With all of the hubbub surrounding Google Office today I decided to write this blog post using Google Writely, which is an in-browser word processor that is part of the Google Docs & Spreadsheets service. It’s pretty nice so far, and I like that it has an autosave feature, because I’ve made use of it with this post. I started it, got distracted, and didn’t find my way back until now… 6 hours later.
But that’s not why I started this post.
I’ve been keeping up with Windows Vista. I’ve installed it. I’ve poked and prodded it. I’ve used the browser, created accounts, set up printing, mounted a networked file system, checked out the firewall settings, and, of course, mucked about with the pretty graphical enhancements they’ve made to Vista. Then, I spoke to other people. Two of the people I spoke two were Windows administrators, and generally “Windows guys”. I spoke to Windows end users who have recently purchased machines with Vista pre-installed. I’ve been in online forums and chat rooms, and scanned a few mailing lists as well, all to try to figure out what the big deal is in this most recent release of Windows.
Here’s the thing: it’s not a big deal.
If you use XP, Vista really only changes things that are going to annoy you. They’ve completely overhauled the Start menu, they’ve moved a bunch of stuff around, they made the navigation *look* slicker while at the same time actually being no more useful than it ever was, and meanwhile, when you actually find what you were looking for, it looks pretty much exactly like it did in XP. In short, they’ve made the same exact tools harder to find, but made the menus look slicker.
I forgot what Windows calls the desktop “widgets” it allows you to place on your desktop. I guess that’s because Apple actually calls them “widgets” in their “Dashboard” implementation, which is done so much better that to see the Windows version made me chuckle. It’s a joke, really. Windows typically doesn’t do new features very well – at least not at first. Also, don’t make the mistake of thinking that anything in Vista passes for “innovation”. For example, IE7 has tabs. Big whoop. Open source browsers you’ve never heard of made better use of tabs 6 or 7 years ago than IE7 does today. Believe it. Sad but true.

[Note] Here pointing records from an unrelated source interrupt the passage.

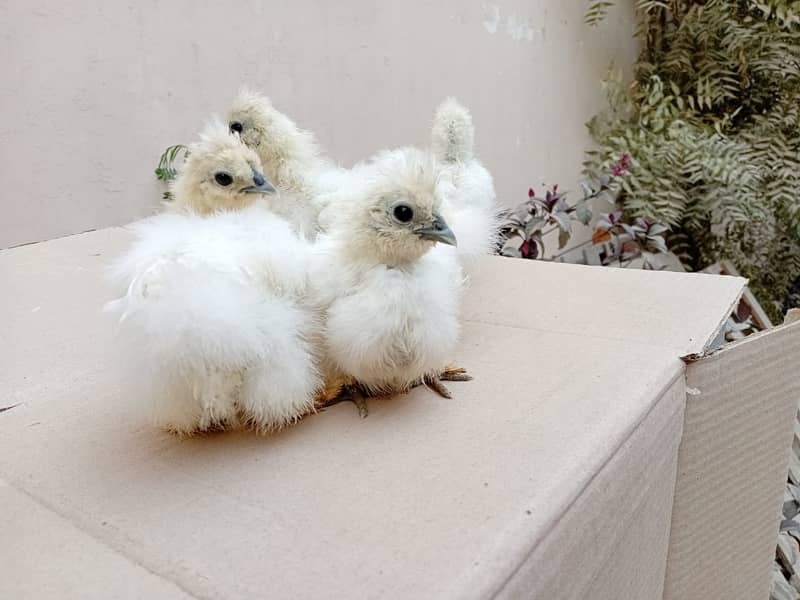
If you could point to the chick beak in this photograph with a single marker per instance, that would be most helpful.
(260, 185)
(438, 231)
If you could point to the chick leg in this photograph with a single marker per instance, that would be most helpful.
(349, 393)
(455, 374)
(434, 382)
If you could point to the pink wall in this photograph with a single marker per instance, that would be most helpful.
(91, 92)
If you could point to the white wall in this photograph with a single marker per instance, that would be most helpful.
(91, 92)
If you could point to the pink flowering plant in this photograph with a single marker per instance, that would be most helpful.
(621, 240)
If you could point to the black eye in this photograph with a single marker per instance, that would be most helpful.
(403, 213)
(223, 178)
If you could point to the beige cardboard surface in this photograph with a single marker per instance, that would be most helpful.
(732, 467)
(568, 430)
(612, 542)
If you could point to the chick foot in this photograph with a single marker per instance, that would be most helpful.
(434, 382)
(349, 393)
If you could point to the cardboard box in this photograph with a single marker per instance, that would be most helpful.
(552, 475)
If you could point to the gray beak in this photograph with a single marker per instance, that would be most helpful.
(260, 185)
(438, 231)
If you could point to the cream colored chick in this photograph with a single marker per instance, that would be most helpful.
(388, 279)
(220, 173)
(290, 156)
(212, 319)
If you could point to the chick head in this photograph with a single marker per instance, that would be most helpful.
(248, 117)
(220, 173)
(396, 218)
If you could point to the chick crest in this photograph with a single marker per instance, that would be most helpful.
(220, 173)
(289, 154)
(391, 214)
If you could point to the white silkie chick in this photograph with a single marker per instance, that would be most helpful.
(291, 159)
(388, 281)
(217, 154)
(212, 319)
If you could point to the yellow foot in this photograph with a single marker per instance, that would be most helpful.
(434, 382)
(455, 374)
(349, 393)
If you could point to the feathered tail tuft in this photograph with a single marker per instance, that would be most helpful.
(453, 134)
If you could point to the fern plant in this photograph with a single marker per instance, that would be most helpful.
(712, 122)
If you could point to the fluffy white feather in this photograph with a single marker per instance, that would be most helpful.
(469, 201)
(291, 159)
(212, 313)
(391, 300)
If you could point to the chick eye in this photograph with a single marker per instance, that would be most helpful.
(223, 179)
(403, 213)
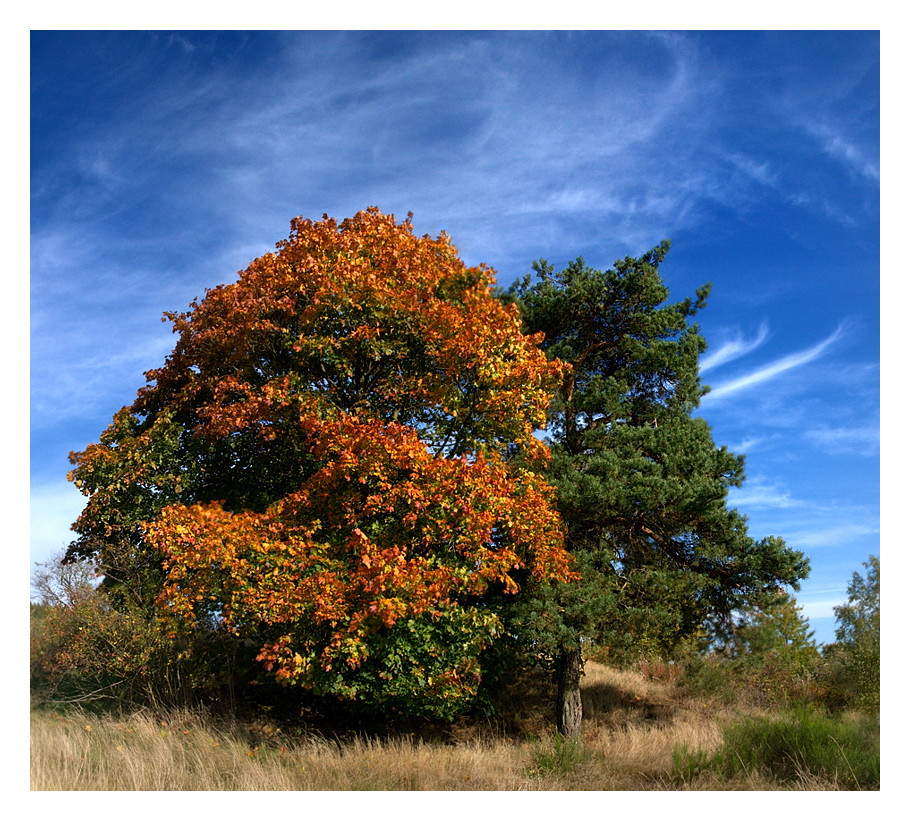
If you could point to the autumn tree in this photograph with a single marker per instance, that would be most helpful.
(338, 462)
(641, 485)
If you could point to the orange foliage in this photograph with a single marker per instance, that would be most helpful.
(410, 395)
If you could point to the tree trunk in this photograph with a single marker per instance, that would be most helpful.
(568, 698)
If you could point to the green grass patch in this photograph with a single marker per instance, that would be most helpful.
(803, 743)
(557, 756)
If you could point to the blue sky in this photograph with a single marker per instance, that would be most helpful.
(164, 162)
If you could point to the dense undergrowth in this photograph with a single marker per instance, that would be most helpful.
(643, 730)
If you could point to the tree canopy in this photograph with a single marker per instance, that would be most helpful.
(338, 462)
(335, 461)
(641, 486)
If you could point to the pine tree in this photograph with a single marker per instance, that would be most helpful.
(641, 485)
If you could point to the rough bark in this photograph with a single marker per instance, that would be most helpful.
(568, 699)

The security? Well, don’t buy the marketing. For every security feature Microsoft has added to Windows, there’s already an exploit, and the OS has only been out for about a month.
In short, if you need to purchase a desktop system, and you’re a non-technical end user type user, I hate to say it, but… buy a Mac. After using Linux for almost 10 years, I’m still not ready to give it the green light on the desktop. Macs are expensive, but I believe they’re worth it. On my desk sits the sickest workstation you could ever want to own: dual core amd processor, dual 20″ LCD monitors, 2GB RAM, 250GB hard drive, GigE networking, UPS, insane graphics card… the works. In spite of that, I’ve found that, after about a two month adjustment period, I now do 99.99% of my work, and 100% of my play, on my 15.4″ MacBook Pro laptop. The .01% of the work I do on my Linux machine is not because the Mac isn’t capable – it’s that the Mac isn’t on the secure network where certain administrative functions have to take place.
The Mac can run Microsoft Office. It can run Quicken. It can run Photoshop (in fact, it’s recommended by Adobe). It has wonderful applications, either built in or readily available to handle mail, calendaring and browsing and other day-to-day activities. It can do whatever the heck you want. If you’re a desktop user, Apple wants your business, and they’re working damn hard to prove that on an ongoing continuous basis. Linux, as a community, is mostly solving their own issues, scratching their own collective itch, and fighting with eachother. I sincerely hope Linux comes around, because with three major desktop competitors, the end users win, and I have sentimental and work-related ties to Linux.
Remember this, if nothing else: Windows users pick on Linux for a host of reasons, some are even valid gripes. Windows users pick on the Mac for one reason and one reason only: jealousy.